16日(金)の2度の練習走行を経て、17日(土)午前11時5分から予選が行われ、ブライアン・スコットが同シリーズでのキャリア初となるポールポジションを獲得。19歳のルーキー、ライアン・トゥルークスが2列目4番手。2009年の同レースを制し、2010年も2位に入っているジョーイ・ロガーノが8番手につけ、7台の"トヨタ カムリ"が決勝に進んだ。
午後2時54分、好天に恵まれたシカゴランド・スピードウェイで、1.5マイルオーバルを200周(300マイル:約480km)して競われる決勝レースがスタート。
ポールポジションのスコットは好スタートを切ったが、2周目の最終コーナーでブラッド・ケゼロウスキー(ダッジ)にかわされ2位に後退。その後方では、順位を上げてきたロガーノとR.トゥルークスとの4位争いが展開された。
ロガーノにかわされたR.トゥルークスは、7周目にバトルの中でバランスを崩してスピン。幸いどこにも接触はしなかったが、この日初のイエローコーションとなった。
上位勢はピットインしなかったが、R.トゥルークスはピットへ向かい、34位へと大きく後退し再スタート。上位勢では、ロガーノがスコットをかわし、上位をカップ・シリーズのレギュラードライバーが占める中で、ネイションワイド・シリーズのレギュラー最上位を走行していたスコットは、17周目に壁に軽くヒット。ダメージはあまり大きくなかったものの、若干順位を落としてしまった。
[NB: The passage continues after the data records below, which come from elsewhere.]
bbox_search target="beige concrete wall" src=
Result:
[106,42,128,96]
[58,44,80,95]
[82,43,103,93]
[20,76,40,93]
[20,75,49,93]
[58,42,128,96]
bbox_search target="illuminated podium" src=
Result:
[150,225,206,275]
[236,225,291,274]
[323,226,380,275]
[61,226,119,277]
46周目、コース上の異物によりこの日2度目のイエローコーションとなり、全車ピットイン。ピット作業を終えた時点で、ロガーノが5位、スコットは8位、そして後方から着実に追い上げてきていたR.トゥルークスは、なんとこの時点で13位まで順位を取り戻して再スタートを切り、まもなくトップ10圏内まで浮上した。
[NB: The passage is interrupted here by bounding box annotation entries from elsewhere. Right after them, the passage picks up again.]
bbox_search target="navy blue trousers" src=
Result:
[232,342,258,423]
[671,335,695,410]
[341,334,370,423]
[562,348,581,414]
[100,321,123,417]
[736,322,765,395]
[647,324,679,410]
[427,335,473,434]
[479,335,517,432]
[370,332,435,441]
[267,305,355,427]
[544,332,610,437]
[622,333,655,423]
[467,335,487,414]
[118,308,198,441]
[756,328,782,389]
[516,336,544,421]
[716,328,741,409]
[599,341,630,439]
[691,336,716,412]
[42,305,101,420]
64周目に3度目のイエローコーションが出されて上位勢はピットイン。ここで、タイヤ交換戦略の違いにより、4本タイヤを交換したトヨタ勢は若干順位を落とすこととなったが、その後はイエローコーションが出ず、新しいタイヤの優位性を活かしたスコットとR.トゥルークスがポジションアップ。一方で、ロガーノはオーバーステア症状に苦しみ、順位を落としてしまった。
115周目あたりから各車グリーン下でのピットイン開始。全車がピットを終えた時点で、スコットは3位に浮上。R.トゥルークスも11位をキープした。
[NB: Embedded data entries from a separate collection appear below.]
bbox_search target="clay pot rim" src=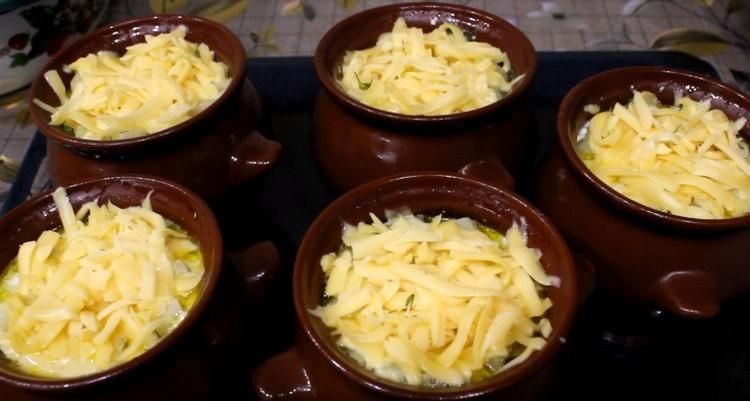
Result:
[0,175,223,393]
[292,171,578,400]
[557,66,750,231]
[28,14,245,152]
[313,2,538,125]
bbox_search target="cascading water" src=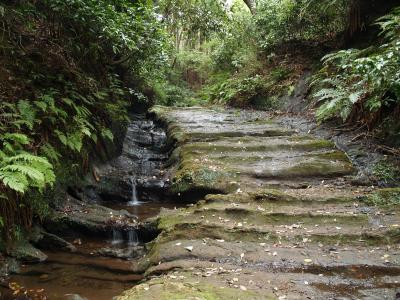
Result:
[128,177,143,206]
[111,229,124,245]
[128,229,139,246]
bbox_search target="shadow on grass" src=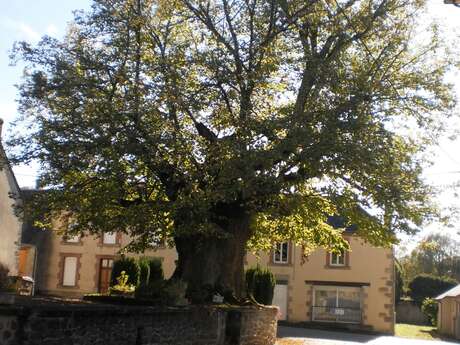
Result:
[277,326,379,345]
[420,329,460,344]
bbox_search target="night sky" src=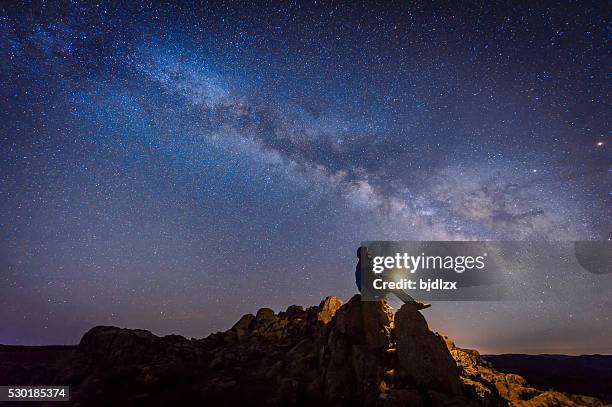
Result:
[0,1,612,353]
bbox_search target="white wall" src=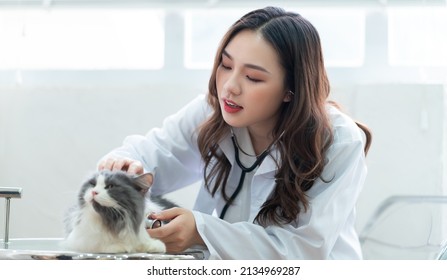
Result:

スコットは138周目には2位に上がり、先のピットで順位を落とし、追い上げてきたカール・エドワーズ(フォード)との2位争いとなった。170周目に、スコットとエドワーズは同時にピットイン。共にタイヤを4本交換したこのピット作業勝負はほぼ互角だったが、ピットアウトからの加速でエドワーズが先行。
その後もスコットとエドワーズの2位争いは続いたが、逆転は惜しくも叶わず、スコットはカップ・シリーズレギュラーの2台に続く3位でチェッカー。しかし、3位という結果はスコットにとって、ネイションワイド・シリーズでのキャリア最上位フィニッシュとなった。また、好走を見せたトゥルークスは13位でフィニッシュした。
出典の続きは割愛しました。